Egli afferrò Tom alla mascella e gli aperse la bocca per visitargli i denti; poi gli fece rimboccar la manica fino all’ascella per vedere i suoi muscoli, lo voltò e rivoltò per tutti i versi, lo fece camminare e saltare per accertarsi della sua agilità.
— Dove fosti allevato? — domandò brevemente, fatta che ebbe la sua ispezione.
— Nel Kentucky, padrone, — rispose il povero Tom, volgendo intorno lo sguardo, come in cerca di un liberatore.
— Che facevi?
— Dirigevo la fattoria del padrone, — replicò Tom.
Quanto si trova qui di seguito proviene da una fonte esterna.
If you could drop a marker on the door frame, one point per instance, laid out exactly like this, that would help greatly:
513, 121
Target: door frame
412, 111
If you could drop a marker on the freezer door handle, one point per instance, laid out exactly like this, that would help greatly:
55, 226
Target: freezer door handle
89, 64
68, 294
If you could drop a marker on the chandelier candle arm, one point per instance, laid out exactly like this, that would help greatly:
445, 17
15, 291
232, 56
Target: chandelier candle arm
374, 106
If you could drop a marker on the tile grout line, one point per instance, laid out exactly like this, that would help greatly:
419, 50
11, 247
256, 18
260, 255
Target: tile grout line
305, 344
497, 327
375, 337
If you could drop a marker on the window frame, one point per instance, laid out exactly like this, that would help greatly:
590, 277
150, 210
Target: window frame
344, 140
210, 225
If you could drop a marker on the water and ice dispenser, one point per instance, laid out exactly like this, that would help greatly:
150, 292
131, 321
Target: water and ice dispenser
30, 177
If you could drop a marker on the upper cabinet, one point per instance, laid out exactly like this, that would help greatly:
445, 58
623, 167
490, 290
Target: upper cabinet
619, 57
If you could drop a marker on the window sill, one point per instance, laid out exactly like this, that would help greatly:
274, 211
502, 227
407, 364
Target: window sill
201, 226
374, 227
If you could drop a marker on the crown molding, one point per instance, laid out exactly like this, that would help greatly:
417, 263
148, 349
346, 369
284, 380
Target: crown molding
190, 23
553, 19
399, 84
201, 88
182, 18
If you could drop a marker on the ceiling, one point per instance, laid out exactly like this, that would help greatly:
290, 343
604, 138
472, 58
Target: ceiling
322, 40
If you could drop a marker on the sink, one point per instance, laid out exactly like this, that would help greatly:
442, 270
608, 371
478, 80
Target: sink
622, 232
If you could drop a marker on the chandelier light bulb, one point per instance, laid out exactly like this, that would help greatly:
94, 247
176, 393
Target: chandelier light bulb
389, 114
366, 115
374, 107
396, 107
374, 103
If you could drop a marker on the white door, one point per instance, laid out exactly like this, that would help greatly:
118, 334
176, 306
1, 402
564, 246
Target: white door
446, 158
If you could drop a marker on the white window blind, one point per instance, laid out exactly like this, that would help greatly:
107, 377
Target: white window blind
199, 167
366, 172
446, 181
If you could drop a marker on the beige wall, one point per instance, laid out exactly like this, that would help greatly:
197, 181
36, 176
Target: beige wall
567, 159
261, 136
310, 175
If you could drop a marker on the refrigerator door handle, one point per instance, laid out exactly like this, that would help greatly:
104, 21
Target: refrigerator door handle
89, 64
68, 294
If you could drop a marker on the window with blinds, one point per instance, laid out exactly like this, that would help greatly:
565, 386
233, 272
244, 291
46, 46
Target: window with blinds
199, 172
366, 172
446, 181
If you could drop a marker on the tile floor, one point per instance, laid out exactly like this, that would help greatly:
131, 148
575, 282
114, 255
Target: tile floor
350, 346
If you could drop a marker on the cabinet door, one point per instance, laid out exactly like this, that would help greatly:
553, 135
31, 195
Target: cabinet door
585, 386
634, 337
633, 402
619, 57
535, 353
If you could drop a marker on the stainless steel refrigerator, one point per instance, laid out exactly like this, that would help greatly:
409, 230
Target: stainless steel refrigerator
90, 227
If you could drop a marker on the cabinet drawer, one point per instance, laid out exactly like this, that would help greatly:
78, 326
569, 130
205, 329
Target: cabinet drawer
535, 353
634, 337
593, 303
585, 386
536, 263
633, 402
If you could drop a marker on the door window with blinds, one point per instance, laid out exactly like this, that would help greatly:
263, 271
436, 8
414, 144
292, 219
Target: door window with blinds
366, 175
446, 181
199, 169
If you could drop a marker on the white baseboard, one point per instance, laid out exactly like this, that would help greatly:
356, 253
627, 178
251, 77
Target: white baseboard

— È probabile, — borbottò l’altro; e passò oltre.
Si soffermò davanti a Adolfo; ma dopo avergli lanciato una scarica di sugo di tabacco sui suoi ben lustri stivali, brontolando con aria di sprezzo proseguì il suo cammino e si fermò dinanzi a Emmelina e Susanna.
Stese la sua manaccia e trasse a sé la giovinetta; le tastò il collo e le braccia, ne visitò i denti, poi la ricacciò presso la madre, la cui afflitta faccia esprimeva i crudeli tormenti dai quali l’animo suo era travagliato ad ogni gesto dell’orribile straniero.
La giovinetta, spaventata, cominciò a piangere.
— Finisci, smorfiosa! — disse il venditore. — Non piagnucolare: ora si dà principio all’incanto.
Infatti la vendita cominciò.
Adolfo venne aggiudicato per una forte somma al giovane gentleman che aveva già manifestato l’intenzione di farne acquisto; gli altri schiavi della casa Saint-Clare toccarono a vari altri offerenti.
— Ora a te, galantuomo! — urlò a Tom il banditore.
Tom salì sopra il palco e girò intorno a sé lo sguardo inquieto.